I wrote a code that issues select to a table that stores a large number of records, outputs the result to csv, and gzips it, so make a note.
models.py
from logging import getLogger
from django.db import models
import uuid
logger = getLogger(__name__)
class Analytics(models.Model):
hit_type = models.CharField(max_length=20)
category = models.CharField(max_length=255, null=True, blank=True)
action = models.CharField(max_length=255, null=True)
label = models.CharField(max_length=255, null=True, blank=True)
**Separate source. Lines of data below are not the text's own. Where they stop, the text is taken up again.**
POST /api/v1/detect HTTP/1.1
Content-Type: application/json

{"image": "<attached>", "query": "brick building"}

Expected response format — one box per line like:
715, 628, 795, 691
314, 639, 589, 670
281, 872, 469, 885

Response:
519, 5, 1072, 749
value = models.IntegerField(null=True)
url = models.CharField(max_length=255, null=True)
created = models.DateTimeField(auto_now_add=True, db_index=True)
tracking_user = models.ForeignKey('app.TrackingUser', related_name='analytics')
def __str__(self):
return '%s - %s' % (self.category, self.tracking_user.uuid)
class TrackingUser(models.Model):
uuid = models.UUIDField(primary_key=True, default=uuid.uuid4, editable=False)
created = models.DateTimeField(auto_now_add=True)
def __str__(self):
return str(self.uuid)
There was a model that stores data that tracks user behavior on the website as described above, but this time I wanted to create a command that can delete after acquiring Analytics records for one month and storing them in csv. .. By the way, the data of Analytics increases by about 100,000 in one day, so it is about 3 million in one month. So, as a result of doing various things, the following code was a good feeling.
delete_analytics.py
from datetime import datetime, timedelta, date
from api.models import Analytics
from pytz import timezone, utc
from django.core.management.base import BaseCommand
from django.db import transaction
from dateutil.relativedelta import relativedelta
import csv
import gzip
import shutil
import os
class Command(BaseCommand):
def add_arguments(self, parser):
# Named (optional) arguments
parser.add_argument('--target_date', metavar='target_date', type=str, nargs=None,
help='target date')
@transaction.atomic
def handle(self, *args, **options):
if options['target_date']:
delete_start_date = datetime.strptime(options['target_date'], '%Y-%m-%d').replace(day=1)
else:
this_month = date.today().replace(day=1)
delete_start_date = this_month - relativedelta(months=3)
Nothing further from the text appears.